When George Osborne proposed in the March 2012 Budget that a cap should be introduced to restrict the level of tax reliefs that could be claimed by any one taxpayer, including the tax reliefs that could be claimed for their charitable giving, he can hardly have foreseen the national debate it would provoke.
To some extent, this was part of the increasingly high-profile debate on taxation generally and the perceived ability of some to be able to avoid paying their ‘fair share’. But the concentration of the focus on the proposed restriction of charitable tax reliefs showed that six years after the introduction of the new public benefit test in the Charities Act 2006, there is still plenty of room for debate on the very nature of charity – the question as to why governments give charities a tax break inevitably prompts the question ‘what is charity and what is it there for’?

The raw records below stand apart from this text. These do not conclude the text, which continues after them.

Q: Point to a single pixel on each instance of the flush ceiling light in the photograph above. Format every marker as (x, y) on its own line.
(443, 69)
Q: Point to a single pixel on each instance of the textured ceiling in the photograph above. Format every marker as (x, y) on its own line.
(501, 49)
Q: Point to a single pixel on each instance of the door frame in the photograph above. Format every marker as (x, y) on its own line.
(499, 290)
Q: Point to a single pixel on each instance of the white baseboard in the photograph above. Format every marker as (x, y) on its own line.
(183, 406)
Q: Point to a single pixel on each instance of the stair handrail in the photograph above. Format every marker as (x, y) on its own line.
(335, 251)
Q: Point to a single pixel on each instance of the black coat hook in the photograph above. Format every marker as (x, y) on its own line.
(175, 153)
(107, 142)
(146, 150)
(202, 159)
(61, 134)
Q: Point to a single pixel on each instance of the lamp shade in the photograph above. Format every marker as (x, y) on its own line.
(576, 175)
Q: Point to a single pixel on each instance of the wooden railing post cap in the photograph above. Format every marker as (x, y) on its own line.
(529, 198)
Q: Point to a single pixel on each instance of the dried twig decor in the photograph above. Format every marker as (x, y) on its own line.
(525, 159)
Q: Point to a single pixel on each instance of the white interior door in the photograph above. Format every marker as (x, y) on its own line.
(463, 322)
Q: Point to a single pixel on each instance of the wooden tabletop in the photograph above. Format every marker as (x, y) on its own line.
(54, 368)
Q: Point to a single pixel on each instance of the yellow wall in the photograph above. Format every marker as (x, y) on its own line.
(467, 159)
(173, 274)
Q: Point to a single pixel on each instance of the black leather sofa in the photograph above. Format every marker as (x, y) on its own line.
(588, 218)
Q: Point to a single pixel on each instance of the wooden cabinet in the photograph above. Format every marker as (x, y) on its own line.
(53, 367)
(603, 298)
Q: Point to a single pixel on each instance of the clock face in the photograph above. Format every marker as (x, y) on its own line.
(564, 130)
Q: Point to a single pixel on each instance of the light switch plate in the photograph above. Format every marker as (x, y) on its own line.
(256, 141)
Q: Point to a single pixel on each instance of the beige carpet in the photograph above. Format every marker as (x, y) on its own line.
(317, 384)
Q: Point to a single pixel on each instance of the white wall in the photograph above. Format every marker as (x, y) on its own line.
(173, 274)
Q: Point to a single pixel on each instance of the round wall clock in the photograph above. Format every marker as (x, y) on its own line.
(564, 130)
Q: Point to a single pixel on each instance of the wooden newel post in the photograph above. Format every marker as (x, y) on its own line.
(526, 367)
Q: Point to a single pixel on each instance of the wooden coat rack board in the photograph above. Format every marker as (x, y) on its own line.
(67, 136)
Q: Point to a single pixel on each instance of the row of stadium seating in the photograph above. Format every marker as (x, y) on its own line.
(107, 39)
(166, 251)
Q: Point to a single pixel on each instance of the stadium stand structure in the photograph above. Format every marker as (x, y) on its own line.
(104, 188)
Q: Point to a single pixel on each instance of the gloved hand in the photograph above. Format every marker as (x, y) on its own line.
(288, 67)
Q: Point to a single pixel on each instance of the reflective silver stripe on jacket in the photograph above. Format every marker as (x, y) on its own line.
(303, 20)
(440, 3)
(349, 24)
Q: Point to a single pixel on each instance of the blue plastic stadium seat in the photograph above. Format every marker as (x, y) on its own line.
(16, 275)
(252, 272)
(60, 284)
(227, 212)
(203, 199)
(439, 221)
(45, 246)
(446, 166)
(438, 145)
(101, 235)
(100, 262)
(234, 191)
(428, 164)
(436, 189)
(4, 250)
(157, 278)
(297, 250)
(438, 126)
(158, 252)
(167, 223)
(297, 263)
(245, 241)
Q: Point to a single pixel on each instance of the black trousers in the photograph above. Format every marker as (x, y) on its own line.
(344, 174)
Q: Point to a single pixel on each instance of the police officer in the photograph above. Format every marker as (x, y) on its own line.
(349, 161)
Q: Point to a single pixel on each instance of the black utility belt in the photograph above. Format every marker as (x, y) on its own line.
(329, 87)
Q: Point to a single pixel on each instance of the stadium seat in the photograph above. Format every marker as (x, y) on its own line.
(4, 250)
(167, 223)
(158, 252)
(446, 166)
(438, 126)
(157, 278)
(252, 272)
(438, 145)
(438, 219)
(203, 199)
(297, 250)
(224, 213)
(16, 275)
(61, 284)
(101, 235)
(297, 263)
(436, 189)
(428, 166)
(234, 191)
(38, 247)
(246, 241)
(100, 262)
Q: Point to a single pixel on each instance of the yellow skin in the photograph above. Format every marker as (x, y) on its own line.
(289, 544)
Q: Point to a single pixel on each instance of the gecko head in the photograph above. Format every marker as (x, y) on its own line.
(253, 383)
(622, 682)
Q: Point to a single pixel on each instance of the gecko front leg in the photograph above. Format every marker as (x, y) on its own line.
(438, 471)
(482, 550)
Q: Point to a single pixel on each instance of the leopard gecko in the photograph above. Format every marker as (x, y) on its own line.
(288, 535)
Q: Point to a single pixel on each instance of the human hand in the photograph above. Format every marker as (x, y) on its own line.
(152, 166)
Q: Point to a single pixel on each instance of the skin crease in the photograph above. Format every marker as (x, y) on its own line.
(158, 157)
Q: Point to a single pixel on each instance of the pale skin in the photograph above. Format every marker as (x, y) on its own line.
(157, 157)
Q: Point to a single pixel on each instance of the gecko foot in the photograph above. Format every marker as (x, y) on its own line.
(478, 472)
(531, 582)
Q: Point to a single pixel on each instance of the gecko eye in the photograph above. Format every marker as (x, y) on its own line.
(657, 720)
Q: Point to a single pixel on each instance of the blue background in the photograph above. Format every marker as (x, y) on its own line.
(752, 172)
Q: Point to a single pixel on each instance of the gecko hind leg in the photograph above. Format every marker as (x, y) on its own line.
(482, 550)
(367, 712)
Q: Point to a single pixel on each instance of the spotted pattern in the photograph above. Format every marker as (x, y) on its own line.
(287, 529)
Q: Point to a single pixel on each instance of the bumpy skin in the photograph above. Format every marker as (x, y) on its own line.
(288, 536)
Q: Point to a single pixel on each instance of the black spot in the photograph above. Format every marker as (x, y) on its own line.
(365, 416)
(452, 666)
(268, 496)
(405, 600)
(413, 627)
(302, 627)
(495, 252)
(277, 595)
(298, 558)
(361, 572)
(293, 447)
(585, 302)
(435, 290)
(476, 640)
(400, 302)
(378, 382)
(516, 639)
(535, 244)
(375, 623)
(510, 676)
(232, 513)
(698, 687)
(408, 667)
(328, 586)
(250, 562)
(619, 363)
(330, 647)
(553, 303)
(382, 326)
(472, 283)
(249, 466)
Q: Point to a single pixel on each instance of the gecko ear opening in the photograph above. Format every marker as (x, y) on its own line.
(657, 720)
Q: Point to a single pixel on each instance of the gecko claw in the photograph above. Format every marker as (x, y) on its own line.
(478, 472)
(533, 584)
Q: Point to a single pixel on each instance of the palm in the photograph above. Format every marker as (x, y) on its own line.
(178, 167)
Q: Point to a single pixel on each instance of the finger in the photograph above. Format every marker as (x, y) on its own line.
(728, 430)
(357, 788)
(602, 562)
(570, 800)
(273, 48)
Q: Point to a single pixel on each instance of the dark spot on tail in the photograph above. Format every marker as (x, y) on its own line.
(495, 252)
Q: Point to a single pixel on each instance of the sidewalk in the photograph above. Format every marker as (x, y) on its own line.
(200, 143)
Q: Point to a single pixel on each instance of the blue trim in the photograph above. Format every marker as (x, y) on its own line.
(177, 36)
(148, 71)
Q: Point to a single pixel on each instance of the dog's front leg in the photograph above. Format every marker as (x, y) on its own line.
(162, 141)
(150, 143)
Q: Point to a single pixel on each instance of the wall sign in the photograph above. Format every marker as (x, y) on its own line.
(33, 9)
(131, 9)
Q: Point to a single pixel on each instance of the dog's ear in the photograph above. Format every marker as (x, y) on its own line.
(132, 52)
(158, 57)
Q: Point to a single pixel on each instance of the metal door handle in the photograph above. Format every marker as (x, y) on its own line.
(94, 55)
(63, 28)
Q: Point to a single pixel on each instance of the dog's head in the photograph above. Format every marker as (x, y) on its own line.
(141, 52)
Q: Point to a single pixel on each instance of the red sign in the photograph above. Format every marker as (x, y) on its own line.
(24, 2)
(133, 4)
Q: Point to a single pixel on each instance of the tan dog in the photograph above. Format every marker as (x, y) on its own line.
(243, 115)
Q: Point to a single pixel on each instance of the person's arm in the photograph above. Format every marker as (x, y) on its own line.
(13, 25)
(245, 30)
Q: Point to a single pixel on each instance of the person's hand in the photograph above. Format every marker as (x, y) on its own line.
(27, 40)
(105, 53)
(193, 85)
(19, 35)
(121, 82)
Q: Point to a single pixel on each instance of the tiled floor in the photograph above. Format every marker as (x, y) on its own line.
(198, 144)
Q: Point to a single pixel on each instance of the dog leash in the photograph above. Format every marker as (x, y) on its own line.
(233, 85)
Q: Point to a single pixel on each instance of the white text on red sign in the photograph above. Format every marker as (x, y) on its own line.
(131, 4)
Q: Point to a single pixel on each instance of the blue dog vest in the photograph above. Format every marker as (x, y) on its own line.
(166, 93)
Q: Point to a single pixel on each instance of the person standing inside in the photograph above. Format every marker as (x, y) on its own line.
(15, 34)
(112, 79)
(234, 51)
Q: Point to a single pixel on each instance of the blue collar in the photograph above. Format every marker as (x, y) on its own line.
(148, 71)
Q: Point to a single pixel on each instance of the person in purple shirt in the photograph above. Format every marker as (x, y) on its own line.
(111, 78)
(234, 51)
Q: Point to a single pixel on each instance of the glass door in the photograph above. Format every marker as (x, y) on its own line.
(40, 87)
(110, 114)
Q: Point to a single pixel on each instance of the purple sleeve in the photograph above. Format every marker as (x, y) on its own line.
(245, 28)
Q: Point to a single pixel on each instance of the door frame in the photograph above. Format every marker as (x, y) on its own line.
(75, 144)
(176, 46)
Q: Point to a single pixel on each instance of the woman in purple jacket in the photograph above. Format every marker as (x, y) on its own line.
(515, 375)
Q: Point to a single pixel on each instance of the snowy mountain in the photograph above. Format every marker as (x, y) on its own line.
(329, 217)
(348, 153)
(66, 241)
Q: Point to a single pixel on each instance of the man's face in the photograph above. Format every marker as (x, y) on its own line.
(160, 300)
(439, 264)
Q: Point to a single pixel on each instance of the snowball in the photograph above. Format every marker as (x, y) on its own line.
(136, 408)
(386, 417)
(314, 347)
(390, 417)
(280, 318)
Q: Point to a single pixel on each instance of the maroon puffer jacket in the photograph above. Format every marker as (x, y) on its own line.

At the time of the 2006 Act, the focus of this debate often appeared to turn on the question of why privileged institutions such as independent schools should continue to benefit from charitable status, and therefore for subsidy from the taxpayer. The approach from the Left at the time was that this should be regulated by the introduction of a statutory public benefit test in the Act itself, although in the end a typically English compromise ended up passing the buck to the Charity Commission who were saddled with a statutory duty to provide guidance on the meaning of public benefit. This has proved to be something of a poisoned chalice. The Commission has worked very hard in producing many hundreds of pages of guidance, and helpfully distilled a number of key principles, but the boundaries of what is for the public benefit remain unclear and the Charity Tribunal case in October 2011 relating to the public benefit requirement for independent schools, showed the difficulty involved in pinning this down.
Intriguingly, the Coalition Government’s Budget in March 2012 took a different approach but one that also implied that the current system might not fully deliver what it ‘ought’ to do. Not only did the Treasury suggest that there continued to be widespread abuse of charity tax reliefs through aggressive exploitation of the reliefs available, but the debate that ensued hinted that some charities might not be addressing public need in the most direct way.
Inevitably, the UK’s straitened economic circumstances mean that there is a particular focus at present on the most efficient use of resources. The charge being levelled by some in the Spring was that some charities are more ‘charitable’ than others, and that, for example, there is a greater claim on the collective moral conscience for bringing about the prevention and relief of poverty than, say, the financing of the work of one of London’s art galleries. Yet the recognition of the promotion of education, including art and culture, is a time-honoured tradition in English charity law. The case made by some seemed to indicate that wealthier charitable donors (who benefit most from uncapped charity tax reliefs) are more likely to patronise charities for the advancement of arts and culture, and where a tax break such as Gift Aid is available, they necessarily have a disproportionate role in allocating public funds.
For now, the question has been averted – the Government backed down on their proposals and tax reliefs on charitable donations remain uncapped but the underlying issues will not go away, impinging as they do directly on the allocation of public resources. The recent furore surrounding the tax affairs of a UK charity run from an offshore jurisdiction shows that this debate is far from over. Should the legal definition of charity be reviewed yet further? Food for thought.